Há quase seis décadas a rede inglesa é referência nesse tipo de programação. A chave de seu êxito: entreter sem abdicar do rigos científico e da inovação

Por Marcelo Marthe Materia seguir SEGUIR Materia seguir SEGUINDO 7 ago 2015, 22h31

Em uma sala da Unidade de História Natural da BBC, na cidade inglesa de Bristol, o produtor com jeito de nerd exibe seu novo campo de batalha intelectual. No quadro coberto de rabiscos sobre várias espécies, de pinguins a chimpanzés, uma anotação surge em realce: “Dynasty = Game of Thrones animal”. Com lançamento provável em 2018, Dynasty (Dinastia) vem a ser a próxima superprodução sobre bichos de um dos maiores especialistas mundiais na matéria. Já a menção à série de fantasia da HBO entrega aquilo que o produtor Mike Gunton quer oferecer no futuro programa. “Vamos seguir os passos de diversos clãs animais para mostrar que a luta pelo poder na natureza tem lances tão espetaculares quanto os que se veem na ficção”, diz Gunton. A cena flagrada por VEJA na maior central de produção de documentários sobre natureza do planeta diz mais do que se suspeitaria sobre o gênero. Ao longo de quase sessenta anos, tais programas evoluíram dos monótonos registros em preto e branco de leões na savana a uma profusão de subgêneros que vai dos reality shows a produções com padrão hollywoodiano. A concorrência tornou-­se feroz: desde a tradicional sociedade americana National Geographic até canais como o Discovery e seu derivado Animal Planet, passando pela Disney, inúmeras potências disputam hoje um naco do segmento lucrativo. O serviço de vídeos on demand Netflix já anunciou que nos próximos anos vai entrar no jogo. Mas é a BBC que continua ditando o padrão-ouro de inovação e credibilidade na seara. Os brasileiros ganharão um apanhado de suas 150 horas de produção anual sobre o tema com a chegada do canal BBC Earth a várias operadoras a partir de 1º de setembro. Para além da quantidade, os documentaristas da BBC revelam-se imbatíveis na alquimia complexa de fazer da observação dos bichos uma fonte de entretenimento.
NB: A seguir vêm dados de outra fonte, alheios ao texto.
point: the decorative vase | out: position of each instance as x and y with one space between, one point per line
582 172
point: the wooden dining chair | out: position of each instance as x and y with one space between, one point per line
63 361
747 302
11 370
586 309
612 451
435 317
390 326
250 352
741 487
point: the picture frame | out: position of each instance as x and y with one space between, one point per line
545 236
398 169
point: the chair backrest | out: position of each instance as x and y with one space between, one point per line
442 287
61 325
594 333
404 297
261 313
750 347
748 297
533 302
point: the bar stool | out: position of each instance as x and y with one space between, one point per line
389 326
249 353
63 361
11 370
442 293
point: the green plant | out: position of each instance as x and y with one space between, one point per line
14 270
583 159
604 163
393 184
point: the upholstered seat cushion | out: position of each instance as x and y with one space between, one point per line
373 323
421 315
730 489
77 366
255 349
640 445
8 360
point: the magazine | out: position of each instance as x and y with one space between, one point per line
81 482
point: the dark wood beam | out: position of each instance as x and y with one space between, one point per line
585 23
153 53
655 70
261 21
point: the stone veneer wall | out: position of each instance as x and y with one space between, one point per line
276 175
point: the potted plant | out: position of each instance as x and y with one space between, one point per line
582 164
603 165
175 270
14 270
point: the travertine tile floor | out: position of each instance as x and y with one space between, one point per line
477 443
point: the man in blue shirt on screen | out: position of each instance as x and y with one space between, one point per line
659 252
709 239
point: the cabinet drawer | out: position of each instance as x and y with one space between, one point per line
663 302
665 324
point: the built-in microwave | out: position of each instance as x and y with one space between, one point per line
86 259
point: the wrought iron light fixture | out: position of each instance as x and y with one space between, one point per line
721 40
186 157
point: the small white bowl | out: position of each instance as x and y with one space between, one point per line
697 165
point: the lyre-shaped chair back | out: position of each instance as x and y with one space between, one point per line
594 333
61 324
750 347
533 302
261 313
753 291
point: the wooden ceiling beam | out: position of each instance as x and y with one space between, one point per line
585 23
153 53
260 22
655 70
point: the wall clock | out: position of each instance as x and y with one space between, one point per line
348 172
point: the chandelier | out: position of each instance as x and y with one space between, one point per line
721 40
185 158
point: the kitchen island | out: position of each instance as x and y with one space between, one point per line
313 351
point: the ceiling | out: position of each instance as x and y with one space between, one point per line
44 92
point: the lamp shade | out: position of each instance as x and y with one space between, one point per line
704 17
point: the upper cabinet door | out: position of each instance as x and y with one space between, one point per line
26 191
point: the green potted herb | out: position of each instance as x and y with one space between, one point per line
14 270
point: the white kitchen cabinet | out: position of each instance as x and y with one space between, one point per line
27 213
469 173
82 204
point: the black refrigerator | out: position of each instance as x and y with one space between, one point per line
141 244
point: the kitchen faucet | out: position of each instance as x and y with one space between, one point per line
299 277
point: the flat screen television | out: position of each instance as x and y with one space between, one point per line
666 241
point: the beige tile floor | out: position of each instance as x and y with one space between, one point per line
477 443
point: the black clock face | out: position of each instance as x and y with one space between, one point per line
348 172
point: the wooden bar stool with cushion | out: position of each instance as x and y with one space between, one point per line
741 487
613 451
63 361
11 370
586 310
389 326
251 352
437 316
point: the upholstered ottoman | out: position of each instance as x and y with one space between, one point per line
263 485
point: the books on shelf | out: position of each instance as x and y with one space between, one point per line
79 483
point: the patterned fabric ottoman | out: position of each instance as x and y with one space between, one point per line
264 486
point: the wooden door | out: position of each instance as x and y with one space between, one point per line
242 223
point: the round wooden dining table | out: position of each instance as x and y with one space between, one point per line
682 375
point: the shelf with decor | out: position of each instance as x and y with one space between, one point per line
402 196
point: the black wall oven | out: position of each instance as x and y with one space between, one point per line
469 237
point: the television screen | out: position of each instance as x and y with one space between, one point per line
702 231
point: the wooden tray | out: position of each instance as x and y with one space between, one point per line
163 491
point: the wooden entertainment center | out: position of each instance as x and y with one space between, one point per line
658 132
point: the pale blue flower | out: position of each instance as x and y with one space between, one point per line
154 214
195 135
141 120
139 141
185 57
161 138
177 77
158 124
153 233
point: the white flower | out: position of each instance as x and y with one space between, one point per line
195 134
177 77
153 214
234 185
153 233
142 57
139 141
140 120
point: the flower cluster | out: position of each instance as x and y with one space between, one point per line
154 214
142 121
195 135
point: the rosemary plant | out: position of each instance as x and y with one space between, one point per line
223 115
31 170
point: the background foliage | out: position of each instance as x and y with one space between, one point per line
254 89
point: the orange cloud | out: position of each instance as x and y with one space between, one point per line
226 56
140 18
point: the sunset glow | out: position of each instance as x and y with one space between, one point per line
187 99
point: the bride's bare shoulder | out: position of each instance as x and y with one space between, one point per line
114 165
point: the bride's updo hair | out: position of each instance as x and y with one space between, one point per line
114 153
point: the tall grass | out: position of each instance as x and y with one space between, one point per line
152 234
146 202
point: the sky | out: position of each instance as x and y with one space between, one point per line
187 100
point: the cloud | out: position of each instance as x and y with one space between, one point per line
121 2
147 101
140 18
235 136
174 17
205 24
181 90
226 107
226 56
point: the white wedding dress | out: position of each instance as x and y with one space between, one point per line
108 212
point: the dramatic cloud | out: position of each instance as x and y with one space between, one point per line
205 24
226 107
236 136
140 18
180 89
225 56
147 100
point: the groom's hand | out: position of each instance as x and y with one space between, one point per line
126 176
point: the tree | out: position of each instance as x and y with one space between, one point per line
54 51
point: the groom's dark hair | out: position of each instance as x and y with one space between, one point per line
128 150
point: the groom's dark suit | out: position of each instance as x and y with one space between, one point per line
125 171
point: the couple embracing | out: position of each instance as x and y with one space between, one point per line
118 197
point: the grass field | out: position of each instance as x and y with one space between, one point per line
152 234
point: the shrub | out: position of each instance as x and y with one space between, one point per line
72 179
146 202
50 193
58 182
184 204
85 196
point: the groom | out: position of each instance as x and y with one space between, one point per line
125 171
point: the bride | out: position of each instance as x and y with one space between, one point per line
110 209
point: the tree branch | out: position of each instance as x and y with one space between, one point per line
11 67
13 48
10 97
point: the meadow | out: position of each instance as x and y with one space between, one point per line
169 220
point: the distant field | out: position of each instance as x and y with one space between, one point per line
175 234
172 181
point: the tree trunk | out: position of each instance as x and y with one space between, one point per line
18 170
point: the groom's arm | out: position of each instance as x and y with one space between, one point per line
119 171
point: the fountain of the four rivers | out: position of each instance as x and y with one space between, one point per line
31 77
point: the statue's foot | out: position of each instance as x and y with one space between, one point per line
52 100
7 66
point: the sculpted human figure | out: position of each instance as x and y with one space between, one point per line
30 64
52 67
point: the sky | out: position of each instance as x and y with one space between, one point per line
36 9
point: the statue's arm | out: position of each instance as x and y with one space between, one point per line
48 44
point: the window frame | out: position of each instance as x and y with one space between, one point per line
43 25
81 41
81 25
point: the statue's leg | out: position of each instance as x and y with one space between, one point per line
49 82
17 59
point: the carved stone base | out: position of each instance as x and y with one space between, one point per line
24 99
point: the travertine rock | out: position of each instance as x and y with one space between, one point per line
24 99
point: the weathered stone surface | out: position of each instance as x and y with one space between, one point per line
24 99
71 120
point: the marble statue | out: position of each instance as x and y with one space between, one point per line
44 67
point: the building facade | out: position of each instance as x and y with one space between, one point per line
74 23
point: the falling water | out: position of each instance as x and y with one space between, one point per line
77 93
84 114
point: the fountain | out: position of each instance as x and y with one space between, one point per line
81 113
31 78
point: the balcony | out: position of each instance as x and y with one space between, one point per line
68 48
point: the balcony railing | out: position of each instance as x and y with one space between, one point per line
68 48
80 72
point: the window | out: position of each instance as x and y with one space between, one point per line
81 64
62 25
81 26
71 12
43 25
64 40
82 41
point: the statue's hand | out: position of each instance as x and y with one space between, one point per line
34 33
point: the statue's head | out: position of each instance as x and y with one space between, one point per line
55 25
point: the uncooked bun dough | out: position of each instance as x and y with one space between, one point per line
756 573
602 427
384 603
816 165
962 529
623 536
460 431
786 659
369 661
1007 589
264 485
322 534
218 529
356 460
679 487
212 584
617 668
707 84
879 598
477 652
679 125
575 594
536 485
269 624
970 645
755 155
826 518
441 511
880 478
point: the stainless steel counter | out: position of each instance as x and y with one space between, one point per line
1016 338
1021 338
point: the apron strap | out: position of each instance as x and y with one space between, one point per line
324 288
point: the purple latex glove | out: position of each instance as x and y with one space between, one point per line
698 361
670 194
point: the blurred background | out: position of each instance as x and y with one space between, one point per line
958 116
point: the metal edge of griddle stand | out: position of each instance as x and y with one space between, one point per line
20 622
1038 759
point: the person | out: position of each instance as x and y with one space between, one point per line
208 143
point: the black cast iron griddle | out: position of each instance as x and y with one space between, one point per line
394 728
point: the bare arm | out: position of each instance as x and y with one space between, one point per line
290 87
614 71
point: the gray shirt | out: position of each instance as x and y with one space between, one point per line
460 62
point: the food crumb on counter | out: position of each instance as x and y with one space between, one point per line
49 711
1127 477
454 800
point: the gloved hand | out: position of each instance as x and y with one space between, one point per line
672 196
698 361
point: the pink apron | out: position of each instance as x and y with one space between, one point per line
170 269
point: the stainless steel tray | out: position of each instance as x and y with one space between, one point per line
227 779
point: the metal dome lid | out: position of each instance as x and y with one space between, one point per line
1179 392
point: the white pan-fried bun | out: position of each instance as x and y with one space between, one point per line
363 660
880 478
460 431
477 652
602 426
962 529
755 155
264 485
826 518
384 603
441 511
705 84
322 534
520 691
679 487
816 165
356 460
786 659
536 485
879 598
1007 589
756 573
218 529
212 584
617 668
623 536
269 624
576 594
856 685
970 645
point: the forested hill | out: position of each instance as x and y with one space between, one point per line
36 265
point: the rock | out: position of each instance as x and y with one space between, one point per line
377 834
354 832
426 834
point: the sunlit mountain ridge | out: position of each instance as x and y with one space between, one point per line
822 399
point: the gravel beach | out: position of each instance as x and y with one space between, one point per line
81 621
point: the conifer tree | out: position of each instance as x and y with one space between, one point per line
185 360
Uma grande produção da rede inglesa, como Planeta Terra (2006), chega a atrair audiência global na casa dos 500 milhões de pessoas. No Brasil, um estudo da própria BBC mostra que 55% dos espectadores entre 16 e 65 anos veem com frequência atrações do gênero. Mas, ao mesmo tempo em que a empatia atávica dos humanos pelos bichos é um chamariz irresistível, a exploração continuada do tema amplia os desafios para cativar o público. É raríssimo aparecer uma nova espécie para mostrar no ar. “Quando aparecem, são no máximo insetos e outros bichos nada carismáticos”, diz Wendy Darke, chefe da unidade de documentários naturais da BBC. Os produtores têm de arrancar leite de pedra, pois os enredos não são numerosos: feras saindo à caça, aves em busca de filhotes desgarrados, e por aí afora.

Some-se a isso uma injunção dos tempos atuais: para atrair a juventude ligada nos videogames e reality shows, muitos canais não resistem à tentação de abusar dos expedientes heterodoxos. Um certo naturalismo radical que preconiza a aproximação perigosa com bichos selvagens entrou em baixa depois que o apresentador australiano Steve Irwin, do programa O Caçador de Crocodilos, levou uma ferroada fatal de uma arraia, em 2006 . Mas empreitadas duvidosas ainda vicejam. Meses atrás, o Discovery americano exibiu Eaten Alive, documentário em que o apresentador Paul Rosolie, metido em uma roupa especial, se propunha a ser devorado por uma sucuri. A acusação de maus-­tratos ao réptil, assim como a enganação contida no título (Rosolie era apenas atacado pela cobra), causou estrago à imagem do Discovery. “Jamais faríamos algo assim. Não queremos acabar nos tabloides”, diz Wendy Darke. O Animal Planet também ultrapassou a fronteira que separa entretenimento de empulhação ao dar a entender, em um programa de “história natural”, que sereias existem.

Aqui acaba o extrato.